Het opschrift van paragraaf 8.1.2a komt te luiden: § 8.1.2a. Informatieverstrekking door beleggingsondernemingen en aanbieders van hypothecair krediet Bepalingen ter uitvoering van de artikelen 4:19, vierde lid, en 4:22, eerste lid, van de wet Na artikel 51a wordt een artikel ingevoegd, luidende: Artikel 51b Een aanbieder van hypothecair krediet publiceert op zijn website de actuele vaste debetrentevoet voor hypothecair krediet bij verschillende rentevastperiodes en, indien van toepassing, de variabele debetrentevoet.
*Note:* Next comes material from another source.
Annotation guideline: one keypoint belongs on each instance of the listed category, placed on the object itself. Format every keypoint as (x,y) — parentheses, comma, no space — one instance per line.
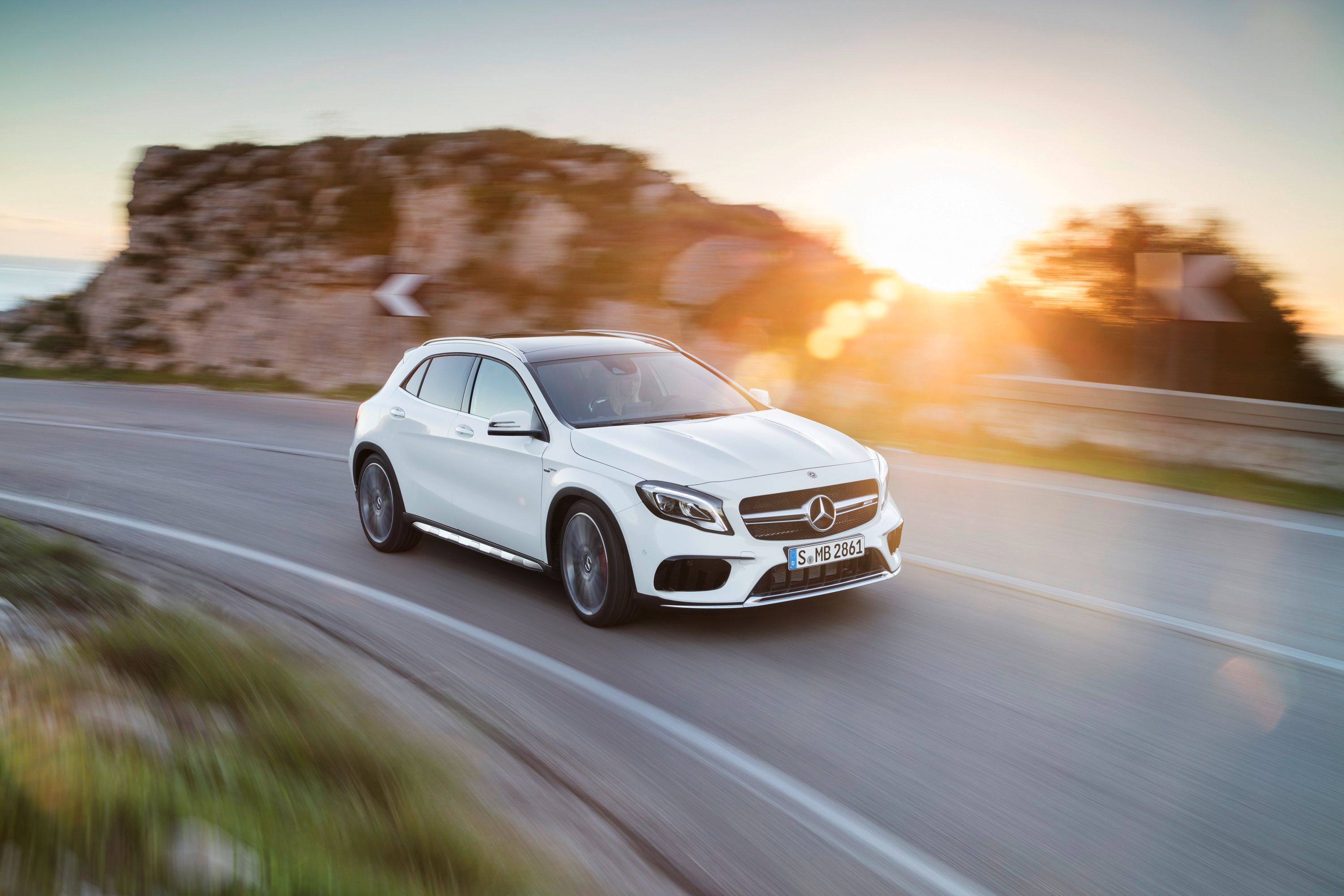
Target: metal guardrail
(1193,406)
Artikel 53 wordt als volgt gewijzigd: 1. Onder vernummering van het achtste tot en met dertiende lid tot negende tot en met het veertiende lid, wordt na het zevende lid een lid ingevoegd, luidende:
8. Een financiële onderneming neemt in een reclame-uiting over hypothecair krediet met een variabele debetrentevoet een waarschuwing op met betrekking tot de risico’s die aan een dergelijk krediet zijn verbonden.
Na artikel 59a wordt een artikel ingevoegd, luidende: Artikel 59aa
1. Een aanbieder verstrekt een consument voorafgaand aan de totstandkoming van een overeenkomst inzake een hypothecair krediet met een variabele debetrentevoet, ten minste informatie over: o a. de componenten waaruit de variabele debetrentevoet is opgebouwd; o b. of deze componenten een vast of variabel bestanddeel vormen van de debetrentevoet; en o c. de risico’s die verbonden zijn aan een variabele debetrentevoet. 2. Bij ministeriële regeling kunnen regels worden gesteld met betrekking tot de door een aanbieder in de informatieverstrekking aan de consument te gebruiken aanduiding van de componenten waaruit de variabele debetrentevoet is opgebouwd.
Artikel 68a komt te luiden: Artikel 68a Gedurende de looptijd van een overeenkomst inzake hypothecair krediet met een variabele debetrentevoet informeert de aanbieder de consument over elke wijziging van de debetrentevoet, waarbij hij de consument tevens informeert over:
a. het gewijzigde jaarlijks kostenpercentage; en b. de component of componenten waardoor de debetrentevoet is gewijzigd.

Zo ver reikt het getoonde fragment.